それと同時に、張り詰めていた緊張の糸がプツリと切れかけた。

「ねえ……もっとない?これ、もっとないの?」

莉奈が僕の袖を掴んだ。
その瞳は、空腹と依存で揺らいでいた。

「なんでもするから……これ、もっと……」

彼女は言いかけて、ハッとして口を押さえた。

(ウチ、いま何を……?食べ物のために体を売るようなこと……)

彼女のプライドがギリギリで踏みとどまる。 
だがその姿はあまりにも脆く、危うかった。

「……無理はしないで」

僕は彼女の手を取り小声で告げた。

「打ち合わせには行っていい。

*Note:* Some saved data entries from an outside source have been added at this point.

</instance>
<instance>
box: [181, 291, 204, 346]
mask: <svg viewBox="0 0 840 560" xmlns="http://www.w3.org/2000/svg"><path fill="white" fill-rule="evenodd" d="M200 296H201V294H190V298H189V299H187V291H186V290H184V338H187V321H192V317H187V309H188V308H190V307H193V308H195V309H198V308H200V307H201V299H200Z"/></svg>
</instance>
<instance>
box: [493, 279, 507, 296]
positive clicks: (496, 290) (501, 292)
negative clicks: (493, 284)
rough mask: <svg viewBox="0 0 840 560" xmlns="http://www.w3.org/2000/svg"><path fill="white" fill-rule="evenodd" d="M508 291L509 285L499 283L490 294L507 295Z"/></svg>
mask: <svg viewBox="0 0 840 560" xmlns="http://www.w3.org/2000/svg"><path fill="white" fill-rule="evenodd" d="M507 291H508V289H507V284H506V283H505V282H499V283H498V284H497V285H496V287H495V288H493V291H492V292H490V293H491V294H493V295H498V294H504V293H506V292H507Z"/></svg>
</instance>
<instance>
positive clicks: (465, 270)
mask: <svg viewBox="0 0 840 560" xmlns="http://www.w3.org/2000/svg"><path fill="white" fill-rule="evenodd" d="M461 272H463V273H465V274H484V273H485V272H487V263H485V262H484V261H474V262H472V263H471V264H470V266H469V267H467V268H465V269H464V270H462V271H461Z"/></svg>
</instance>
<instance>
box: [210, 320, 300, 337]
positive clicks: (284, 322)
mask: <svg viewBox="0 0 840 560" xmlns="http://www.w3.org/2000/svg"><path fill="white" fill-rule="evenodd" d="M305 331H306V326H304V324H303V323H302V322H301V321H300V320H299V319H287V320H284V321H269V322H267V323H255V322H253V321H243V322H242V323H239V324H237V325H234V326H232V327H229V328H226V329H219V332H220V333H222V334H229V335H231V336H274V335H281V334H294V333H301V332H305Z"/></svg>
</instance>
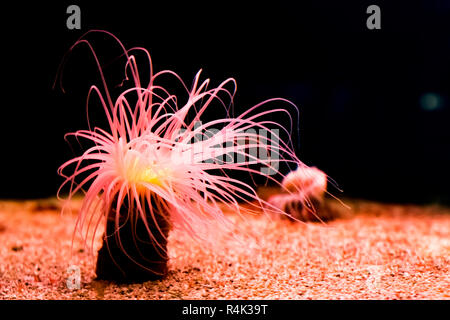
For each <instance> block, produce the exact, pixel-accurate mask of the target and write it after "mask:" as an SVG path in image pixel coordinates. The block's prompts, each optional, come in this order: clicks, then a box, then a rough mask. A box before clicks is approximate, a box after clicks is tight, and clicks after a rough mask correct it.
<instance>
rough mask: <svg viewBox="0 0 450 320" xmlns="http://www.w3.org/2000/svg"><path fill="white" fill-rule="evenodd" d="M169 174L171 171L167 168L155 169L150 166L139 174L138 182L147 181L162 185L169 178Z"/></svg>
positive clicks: (152, 183)
mask: <svg viewBox="0 0 450 320" xmlns="http://www.w3.org/2000/svg"><path fill="white" fill-rule="evenodd" d="M169 174H170V172H169V170H168V169H167V168H164V169H154V168H151V167H148V168H146V169H144V170H142V172H140V174H138V179H137V180H138V181H136V182H146V183H151V184H155V185H158V186H160V187H162V185H163V181H164V180H166V179H167V178H168V176H169Z"/></svg>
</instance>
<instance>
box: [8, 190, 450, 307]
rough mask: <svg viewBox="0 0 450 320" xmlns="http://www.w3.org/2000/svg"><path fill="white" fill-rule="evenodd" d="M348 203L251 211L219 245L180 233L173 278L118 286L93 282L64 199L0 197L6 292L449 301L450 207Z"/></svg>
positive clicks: (184, 298) (34, 297) (183, 298)
mask: <svg viewBox="0 0 450 320" xmlns="http://www.w3.org/2000/svg"><path fill="white" fill-rule="evenodd" d="M77 201H78V202H75V203H74V206H75V208H76V206H77V205H79V200H77ZM345 202H346V203H347V204H349V205H350V206H351V207H352V211H351V214H349V215H346V216H345V217H341V218H338V219H336V220H334V221H330V222H328V223H327V224H320V223H305V224H303V223H292V222H290V221H288V220H284V219H269V218H268V217H267V216H265V215H256V216H249V217H248V221H247V223H246V224H242V225H241V230H239V231H236V234H238V233H242V234H238V235H239V237H238V238H239V239H234V238H229V239H226V240H223V241H221V243H222V244H221V247H220V250H213V249H211V248H208V247H205V246H203V245H201V244H199V243H197V242H195V241H193V240H191V239H190V238H188V237H187V236H185V235H183V234H181V233H179V232H177V231H174V232H172V233H171V235H170V238H169V254H170V257H171V259H170V262H169V269H170V272H169V275H168V277H167V278H166V279H164V280H158V281H148V282H144V283H140V284H115V283H112V282H106V281H96V280H94V279H95V273H94V269H95V256H90V255H89V252H88V250H86V249H84V247H83V246H82V243H81V242H80V241H79V240H76V241H75V242H74V244H73V247H72V233H73V228H74V225H75V221H76V215H75V214H64V215H61V214H60V205H59V203H58V202H57V201H56V200H53V199H47V200H40V201H21V202H17V201H1V202H0V299H449V298H450V276H449V262H450V209H449V208H444V207H439V206H412V205H411V206H409V205H408V206H406V205H384V204H378V203H372V202H366V201H356V200H348V201H345ZM74 211H76V210H74ZM229 215H230V217H231V218H233V217H232V216H231V214H229ZM100 245H101V243H100V238H98V239H97V241H96V243H95V248H99V247H100ZM216 249H217V248H216ZM71 252H72V255H71ZM70 266H75V268H79V269H78V270H79V272H80V276H81V282H80V288H79V289H78V288H76V287H75V288H73V287H70V286H69V287H70V288H69V287H68V285H67V279H69V278H70V277H71V276H73V274H74V273H72V271H71V270H73V268H72V269H70V268H69V267H70ZM68 268H69V269H68Z"/></svg>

でも、もし危険を感じたら……すぐに逃げるんだ」
「逃げるって、どこへ……」
「この街の手前、東の森だ。そこに僕たちの『拠点』がある」
「拠点……?」
「行けばわかる。……何かあったら僕の名前を叫んでくれ。絶対に助けに行く」

僕の言葉に莉奈は呆然と頷いた。

「……あんた、変わったね。昔はもっと影が薄かったのに」
「そうかな。……これ、予備も持っていって」

僕は残りの栄養バーとスポーツドリンクを彼女たちに渡した。

「……ありがと。マジで、恩に着る」

莉奈は物資を抱きしめ、仲間たちを連れて宿屋へと向かっていった。 
その背中は、栄養を得て少しマシになったとはいえ、今にも折れそうに細かった。

「……相田くん」

歌恋が心配そうに僕を見る。

「あの子たち、大丈夫かな?あの男たち、絶対ロクなこと考えてないよ」
「ああ。間違いなく罠だ」

僕は確信していた。
木戸たちのあの目。
あれは、交渉相手を見る目ではない。 
獲物を追い詰め、蹂躙する機会を窺うレイプ魔の目だ。

「私たちで、見張りましょう」

清花が提案する。

「今夜、その宿屋の近くに拠点を展開して……いつでも突入できるように準備しておくのよ」
「賛成ネ!あの男たち、一度ボコボコにしてやる必要があるアル」

美鈴が拳を鳴らす。

「私も!あんな奴らに同じ女子が酷い目に遭わされるなんて許せない!」

莉央も闘志を燃やす。

「よし、決まりだ」 

僕は頷いた。

「今夜は忙しくなるぞ。……相崎さんたちの『SOS』を聞き逃さないようにしよう」

僕たちはギルドを出て、夕闇が迫る街外れの宿屋へと向かった。 
そこで待ち受ける惨劇と、その後の救済。 
それは、僕のハーレムが新たなメンバーを迎え入れるための通過儀礼となるはずだった。